Ward strives to be professional in whatever tasks he sets for himself. As a youthful baseball player, he worked his way into semi-pro ball. When he took up golf, he drove his handicap down to a 13. A long time gardener, he chuckles when someone compliments his wife on her flower garden. “That's my work,” he says. “Unusual as it sounds, my wife is a woman who doesn't like flowers.”

Ward brought his enthusiasm for quality to the campus safety department at Loyola. In his first official act, he raided the Chicago Police Department for talent, hired nine officers and assigned them to the top management slots in Loyola's new campus safety department. Currently, Ward and the new management team manage a staff of 43 safety and security officers, a ratio of about five officers per manager. The ratio in campus safety is typically seven or eight to one, according to Ward.

Expanded jurisdiction

Ward has also proposed expanding his department's jurisdiction three blocks beyond campus boundaries to the north, south, east and west. The Chicago City Council planned to vote on the proposal on Sept. 11. If the measure is adopted, the department will be authorized to patrol university dormitories that have sprung up off campus in recent years. “Officers covering these areas will be specially trained; they will wear a vest; and, in some cases, they will be armed,” Ward says. “We want to build a protective umbrella around the university, a safe zone, but it is important to give the proper tools to the people we assign to these areas.”

New technology

“Good security technology and professional officers are what you want in campus security,” Ward says. “We've brought in a consultant to help us design a security technology plan for the university.”

Building by building, Ward is installing access control, closed circuit television (CCTV), and motion detectors across campus. He has put Gunnebo Security Gates in many of the building lobbies. The aesthetic gates feature retractable glass barriers operated by proximity access cards.

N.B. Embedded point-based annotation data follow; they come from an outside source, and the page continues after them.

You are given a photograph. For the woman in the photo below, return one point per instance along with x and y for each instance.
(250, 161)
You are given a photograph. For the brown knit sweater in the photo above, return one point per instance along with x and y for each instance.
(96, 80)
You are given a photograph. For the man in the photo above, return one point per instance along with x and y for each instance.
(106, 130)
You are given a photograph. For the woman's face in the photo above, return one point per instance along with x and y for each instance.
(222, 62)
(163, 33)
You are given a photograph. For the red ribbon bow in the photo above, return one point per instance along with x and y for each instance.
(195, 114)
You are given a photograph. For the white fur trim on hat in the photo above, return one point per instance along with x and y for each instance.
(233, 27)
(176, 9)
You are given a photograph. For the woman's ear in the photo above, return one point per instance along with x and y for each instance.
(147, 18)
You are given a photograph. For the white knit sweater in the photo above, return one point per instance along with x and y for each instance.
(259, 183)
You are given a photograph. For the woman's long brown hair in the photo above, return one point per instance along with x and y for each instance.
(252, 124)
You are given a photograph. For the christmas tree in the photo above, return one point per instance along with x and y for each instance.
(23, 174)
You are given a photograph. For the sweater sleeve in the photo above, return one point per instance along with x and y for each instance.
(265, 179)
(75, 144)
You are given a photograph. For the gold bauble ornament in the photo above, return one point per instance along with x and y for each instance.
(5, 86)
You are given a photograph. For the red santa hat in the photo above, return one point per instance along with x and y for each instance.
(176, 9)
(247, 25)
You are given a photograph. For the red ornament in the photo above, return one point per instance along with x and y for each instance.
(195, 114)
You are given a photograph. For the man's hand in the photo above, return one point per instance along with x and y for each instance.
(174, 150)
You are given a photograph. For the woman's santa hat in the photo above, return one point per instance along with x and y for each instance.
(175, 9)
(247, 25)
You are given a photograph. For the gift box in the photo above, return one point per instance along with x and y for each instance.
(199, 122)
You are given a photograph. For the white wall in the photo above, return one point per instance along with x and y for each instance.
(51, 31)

He has also installed an Easy Lobby visitor management system that allows faculty and staff to send the names of expected visitors to security officers stationed in building lobbies. The officers then use the system to prepare badges for the visitors.

“We recently installed the gates and the visitor management system in a large multi-use building that houses our libraries,” Ward says. “We were experiencing a lot of thefts in this building — unattended laptops and purses. Since the technology went in, thefts have gone down to virtually nothing.”

Those are the kinds of results Ward expects, but the job has also provided other rewards. For example, Loyola's newspaper, The Phoenix, recently presented Ward with a plaque praising the open door policies of Ward's department. “I'm proud of that award,” he says. “No one in the law enforcement sector of the university ever received anything like it.”